New Delhi, Jan 29 (IANS) In a warning to finance companies, India's apex consumer court has ruled it illegal to repossess a financed vehicle without serving a notice to the owner who has allegedly defaulted on loan repayment.
It was also illegal not to serve notice to the loan taker at the time of the vehicle's subsequent sale, the National Consumer Disputes Redressal Commission said in its recent ruling while hearing a complaint against Mahindra & Mahindra Financial Services Ltd (MMFS).
The company -- which was accused of wrongfully dispossessing Naresh Singh, a resident of Indore in Madhya Pradesh, of a commercial vehicle despite his having repaid his vehicle loan -- was asked to pay compensation of Rs.42,000. In its strongly worded order, the commission also told the finance company to pay Singh Rs.15,000 as the amount spent on obtaining permit and registration and Rs.1,000 as cost of the litigation.
Dismissing the finance company's appeal against a state consumer commission's judgment in favour of Singh, it said: "We find that both the district consumer forum as well as the state commission have given concurrent finding of fact that the vehicle in question was repossessed by the petitioner without serving notice of outstanding amount on the respondent (Singh) and it was also sold without giving any notice to the respondent."
"The counsel for the petitioner has failed to show any material irregularity or illegality in the impugned order which may call for interference by this commission in revisional jurisdiction. Therefore, the revision petition fails," said the apex consumer court's Presiding member Ajit Bharihoke and Member Suresh Chandra.
Singh had said in his petition that MMFS gave him a loan of Rs.3.5 lakh for purchasing a Mahindra Tourist vehicle on a hire-purchase basis. The loan amount was to be paid in 34 instalments. It was agreed that the first instalment would be of Rs.24,500 and the remaining instalments would be of Rs.12,250 each.
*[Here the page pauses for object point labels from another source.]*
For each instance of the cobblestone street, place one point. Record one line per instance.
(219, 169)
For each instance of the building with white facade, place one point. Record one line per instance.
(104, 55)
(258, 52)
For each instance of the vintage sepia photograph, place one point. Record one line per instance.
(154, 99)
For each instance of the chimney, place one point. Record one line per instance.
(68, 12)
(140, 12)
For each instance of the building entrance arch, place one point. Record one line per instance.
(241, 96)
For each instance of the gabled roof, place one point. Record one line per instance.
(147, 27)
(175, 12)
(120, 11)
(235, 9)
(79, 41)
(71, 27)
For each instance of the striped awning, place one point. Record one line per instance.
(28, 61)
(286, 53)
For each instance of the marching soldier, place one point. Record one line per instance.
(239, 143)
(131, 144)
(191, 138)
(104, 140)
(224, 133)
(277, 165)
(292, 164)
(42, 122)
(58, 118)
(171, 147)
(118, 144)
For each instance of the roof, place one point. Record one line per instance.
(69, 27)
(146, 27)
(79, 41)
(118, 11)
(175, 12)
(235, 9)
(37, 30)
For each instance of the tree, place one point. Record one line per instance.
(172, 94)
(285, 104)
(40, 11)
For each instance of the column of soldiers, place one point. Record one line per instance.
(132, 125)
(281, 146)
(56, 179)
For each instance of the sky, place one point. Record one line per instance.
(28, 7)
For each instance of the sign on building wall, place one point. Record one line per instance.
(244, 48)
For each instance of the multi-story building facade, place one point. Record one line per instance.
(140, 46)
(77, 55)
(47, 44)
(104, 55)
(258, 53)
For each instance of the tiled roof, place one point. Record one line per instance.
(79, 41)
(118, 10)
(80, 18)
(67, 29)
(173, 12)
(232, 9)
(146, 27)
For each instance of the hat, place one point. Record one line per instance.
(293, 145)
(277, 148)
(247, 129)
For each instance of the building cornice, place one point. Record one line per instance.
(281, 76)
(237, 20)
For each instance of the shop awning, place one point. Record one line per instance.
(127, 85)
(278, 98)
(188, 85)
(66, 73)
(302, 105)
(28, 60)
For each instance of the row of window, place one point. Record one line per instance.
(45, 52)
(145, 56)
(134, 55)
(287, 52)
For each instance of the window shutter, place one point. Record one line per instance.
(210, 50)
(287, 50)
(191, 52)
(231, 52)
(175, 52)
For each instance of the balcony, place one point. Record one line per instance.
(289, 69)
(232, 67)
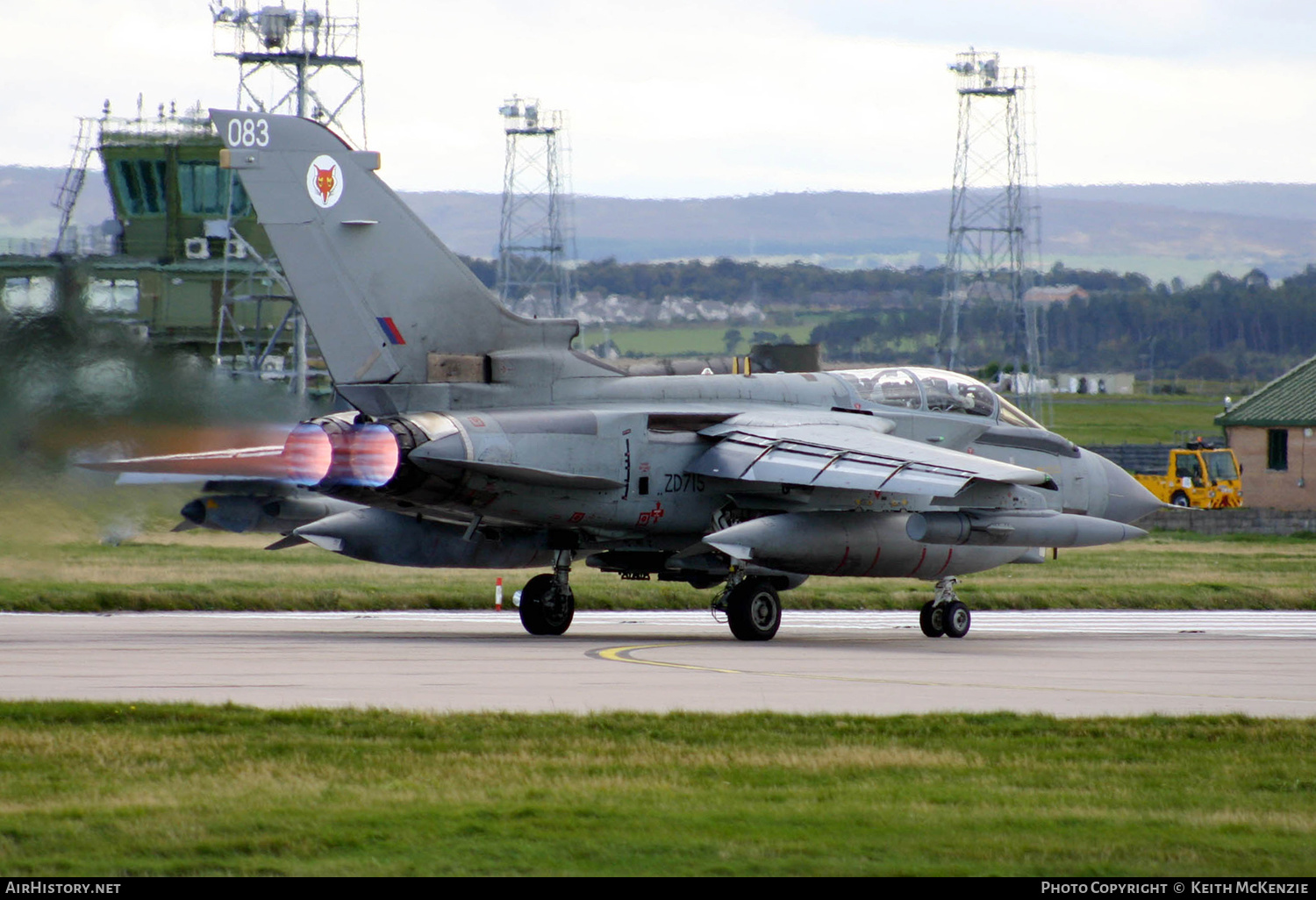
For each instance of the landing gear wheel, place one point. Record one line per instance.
(753, 611)
(955, 618)
(932, 618)
(545, 607)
The commercial vehicle operator said he paid all the instalments against the loan between June 1, 2004, and Sep 2, 2005. Despite that, the finance company repossessed the vehicle Oct 23, 2005, without giving notice on the ground that Rs.4.29 lakh was outstanding against the loan.
He alleged that soon after the illegal repossession of his vehicle, it was sold without any notice to him for a sum of Rs.2.5 lakh. Singh filed a complaint claiming a sum of Rs.82,000 as compensation and for other charges.
The finance company admitted that it financed Rs.3.50 lakh for purchasing a vehicle by Singh but denied that he paid the instalments regularly.
Denying deficiency in service on its part, MMFS claimed that Rs.85,650 was outstanding against Singh Oct 23, 2005, and, therefore, the vehicle was possessed in a lawful manner and sold.
The district forum ruled in Singh's favour and concluded that the possession of the vehicle was taken by the finance company without informing him about any amount outstanding against him and, thereafter, the vehicle was unlawfully sold without notice.
The national commission also slammed MMFS for delay of 71 days in filing the revision petition.
"The petitioner has failed to disclose sufficient cause for delay in filing of revision petition. Therefore, we are not inclined to condone the delay on this count alone and revision petition fails," said Bharihoke.